Without a specific task, there are several things we can state about this function. The function is a simple polynomial function of degree 4. Consequently, it is continuous and differentiable everywhere on the real number line.

Key concepts

Polynomial Degree

The degree of a polynomial is a crucial concept in understanding polynomial functions. A polynomial's degree is essentially the highest power of the variable in the polynomial expression. For example, consider the polynomial function given in the exercise: \[p(x) = 3 - x^4\]Here, the degree of the polynomial is 4, because the highest exponent of the variable \(x\) is 4. This means that if you were to graph this polynomial, it would potentially intersect the x-axis up to four times.
The degree of a polynomial gives us important information about its behavior, such as the number of solutions (roots) it can have and how it behaves as \(x\) approaches infinity. In the case of a degree 4 polynomial like this one, the graph can exhibit up to one less than the degree (i.e., 3) hills and valleys.

Monomials

A monomial is a single term in a polynomial, consisting of a constant multiplied by a variable raised to a non-negative integer power. In the polynomial described by \[p(x) = 3 - x^4\]we find that it comprises two terms: the constant term \(3\) and the monomial \(-x^4\).
Monomials form the building blocks of polynomials. They are important because understanding each monomial helps us understand the polynomial's degree and its behavior. For example:

• The degree of the polynomial is determined by the highest degree of its monomials.
• A negative sign in front of a monomial, like \(-x^4\), reflects across the x-axis when graphed.
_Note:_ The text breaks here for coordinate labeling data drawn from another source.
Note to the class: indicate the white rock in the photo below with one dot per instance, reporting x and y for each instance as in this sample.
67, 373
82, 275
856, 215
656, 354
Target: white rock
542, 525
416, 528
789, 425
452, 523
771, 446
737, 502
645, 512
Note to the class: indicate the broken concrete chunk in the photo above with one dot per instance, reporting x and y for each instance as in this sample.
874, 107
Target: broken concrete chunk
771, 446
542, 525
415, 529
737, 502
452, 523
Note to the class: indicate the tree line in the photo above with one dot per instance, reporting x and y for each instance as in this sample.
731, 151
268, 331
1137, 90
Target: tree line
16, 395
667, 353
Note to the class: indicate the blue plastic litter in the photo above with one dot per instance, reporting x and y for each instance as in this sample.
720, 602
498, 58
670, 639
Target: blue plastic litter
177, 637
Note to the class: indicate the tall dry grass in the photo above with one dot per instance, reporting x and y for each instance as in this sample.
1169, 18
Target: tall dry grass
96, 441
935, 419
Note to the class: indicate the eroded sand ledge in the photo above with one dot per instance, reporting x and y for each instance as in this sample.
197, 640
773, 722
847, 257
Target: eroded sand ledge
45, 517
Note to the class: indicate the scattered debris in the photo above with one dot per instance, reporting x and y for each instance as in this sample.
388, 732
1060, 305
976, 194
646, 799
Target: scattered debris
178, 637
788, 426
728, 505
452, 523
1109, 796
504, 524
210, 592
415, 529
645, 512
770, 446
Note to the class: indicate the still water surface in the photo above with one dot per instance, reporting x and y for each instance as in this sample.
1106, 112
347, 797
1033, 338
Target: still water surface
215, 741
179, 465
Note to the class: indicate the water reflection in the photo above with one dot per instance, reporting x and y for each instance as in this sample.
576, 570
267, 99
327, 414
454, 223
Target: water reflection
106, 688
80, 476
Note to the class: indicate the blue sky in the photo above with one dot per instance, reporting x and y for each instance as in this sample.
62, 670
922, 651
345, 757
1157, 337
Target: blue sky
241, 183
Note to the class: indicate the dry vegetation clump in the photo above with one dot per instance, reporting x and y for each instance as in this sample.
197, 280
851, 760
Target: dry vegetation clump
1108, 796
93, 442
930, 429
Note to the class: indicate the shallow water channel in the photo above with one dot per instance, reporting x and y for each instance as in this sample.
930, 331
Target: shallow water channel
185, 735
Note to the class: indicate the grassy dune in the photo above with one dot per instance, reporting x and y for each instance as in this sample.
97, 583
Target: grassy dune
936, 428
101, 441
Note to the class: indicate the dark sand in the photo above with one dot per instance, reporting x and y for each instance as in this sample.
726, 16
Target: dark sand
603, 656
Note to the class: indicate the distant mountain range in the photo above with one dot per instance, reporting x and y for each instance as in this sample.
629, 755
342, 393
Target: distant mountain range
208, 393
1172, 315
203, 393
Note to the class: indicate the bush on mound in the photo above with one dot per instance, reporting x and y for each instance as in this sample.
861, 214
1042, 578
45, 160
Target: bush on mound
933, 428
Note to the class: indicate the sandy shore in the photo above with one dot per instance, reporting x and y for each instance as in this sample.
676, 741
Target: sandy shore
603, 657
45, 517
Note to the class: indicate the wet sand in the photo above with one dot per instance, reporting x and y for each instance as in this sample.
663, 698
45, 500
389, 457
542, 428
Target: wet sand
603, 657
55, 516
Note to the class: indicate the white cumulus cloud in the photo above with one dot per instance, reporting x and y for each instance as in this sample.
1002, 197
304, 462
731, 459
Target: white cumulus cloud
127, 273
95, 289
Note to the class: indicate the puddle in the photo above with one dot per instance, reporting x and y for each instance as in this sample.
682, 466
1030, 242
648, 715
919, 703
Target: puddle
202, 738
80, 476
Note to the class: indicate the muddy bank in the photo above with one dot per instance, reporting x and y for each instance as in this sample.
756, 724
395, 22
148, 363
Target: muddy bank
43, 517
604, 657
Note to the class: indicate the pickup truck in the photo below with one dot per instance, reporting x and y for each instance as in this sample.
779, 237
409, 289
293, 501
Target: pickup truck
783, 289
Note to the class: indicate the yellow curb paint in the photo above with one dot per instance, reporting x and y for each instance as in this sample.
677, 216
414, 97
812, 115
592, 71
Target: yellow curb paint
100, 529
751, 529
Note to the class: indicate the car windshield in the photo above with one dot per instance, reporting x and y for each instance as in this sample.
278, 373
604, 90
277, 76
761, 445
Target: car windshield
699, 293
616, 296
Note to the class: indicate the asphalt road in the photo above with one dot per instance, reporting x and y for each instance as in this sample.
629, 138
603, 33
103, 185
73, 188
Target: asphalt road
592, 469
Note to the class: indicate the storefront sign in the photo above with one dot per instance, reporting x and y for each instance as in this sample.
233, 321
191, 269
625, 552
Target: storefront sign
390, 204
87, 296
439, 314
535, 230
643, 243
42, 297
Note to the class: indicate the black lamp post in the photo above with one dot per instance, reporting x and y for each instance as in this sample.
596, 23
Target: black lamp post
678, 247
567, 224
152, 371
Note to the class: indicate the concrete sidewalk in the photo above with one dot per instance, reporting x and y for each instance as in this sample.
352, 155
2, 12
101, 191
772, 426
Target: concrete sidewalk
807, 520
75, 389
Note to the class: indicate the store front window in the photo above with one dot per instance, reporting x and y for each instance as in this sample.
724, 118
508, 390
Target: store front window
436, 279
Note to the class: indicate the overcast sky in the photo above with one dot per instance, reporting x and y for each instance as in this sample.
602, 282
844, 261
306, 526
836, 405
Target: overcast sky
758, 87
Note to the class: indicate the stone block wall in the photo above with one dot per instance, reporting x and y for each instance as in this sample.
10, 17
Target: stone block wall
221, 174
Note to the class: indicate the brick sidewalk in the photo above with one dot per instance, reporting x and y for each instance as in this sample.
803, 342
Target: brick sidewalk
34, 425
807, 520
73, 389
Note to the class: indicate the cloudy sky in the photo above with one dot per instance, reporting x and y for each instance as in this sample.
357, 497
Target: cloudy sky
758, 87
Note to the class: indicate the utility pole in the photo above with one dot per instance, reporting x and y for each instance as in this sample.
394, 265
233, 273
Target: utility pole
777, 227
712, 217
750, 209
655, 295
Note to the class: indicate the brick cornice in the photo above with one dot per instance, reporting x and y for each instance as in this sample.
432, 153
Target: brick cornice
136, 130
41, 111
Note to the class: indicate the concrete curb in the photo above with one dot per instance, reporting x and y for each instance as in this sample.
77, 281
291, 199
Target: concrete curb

The simplicity of the monomial term makes it easier to analyze and predict the overall shape and direction of the polynomial function.

Continuity

Continuity is a key feature of polynomial functions, and it ensures that the graph of a function can be drawn without lifting the pencil from the paper. In intuitive terms, a continuous function is one that doesn’t have any breaks, jumps, or holes. All polynomial functions, including the one given, are continuous everywhere on the real number line.For the polynomial \(p(x) = 3 - x^4\), continuity means:

• The limits exist and are the same from both directions at every point on the curve.
• The function is smooth, with no sharp turns or corners.

Therefore, you can expect that the graph of this polynomial will be a smooth curve, seamlessly extending without interruption in both directions.

Differentiability

Differentiability goes hand in hand with continuity in many respects but adds yet another layer of detail. Whereas continuity ensures there are no jumps or breaks, differentiability ensures the function doesn't have sharp points where its slope becomes undefined.Given the polynomial \(p(x) = 3 - x^4\), you can rest assured that this function is differentiable over the entire real number line, meaning:

• You can find a derivative at any point, reflecting the slope of the tangent to the curve at that point.
• Its smooth nature implies that it is smooth and curved.

The derivative of this polynomial is \(p'(x) = -4x^3\), which is defined everywhere. Thus, if you need to find rates of change or the tangent line at any point, differentiability provides a straightforward pathway to these answers.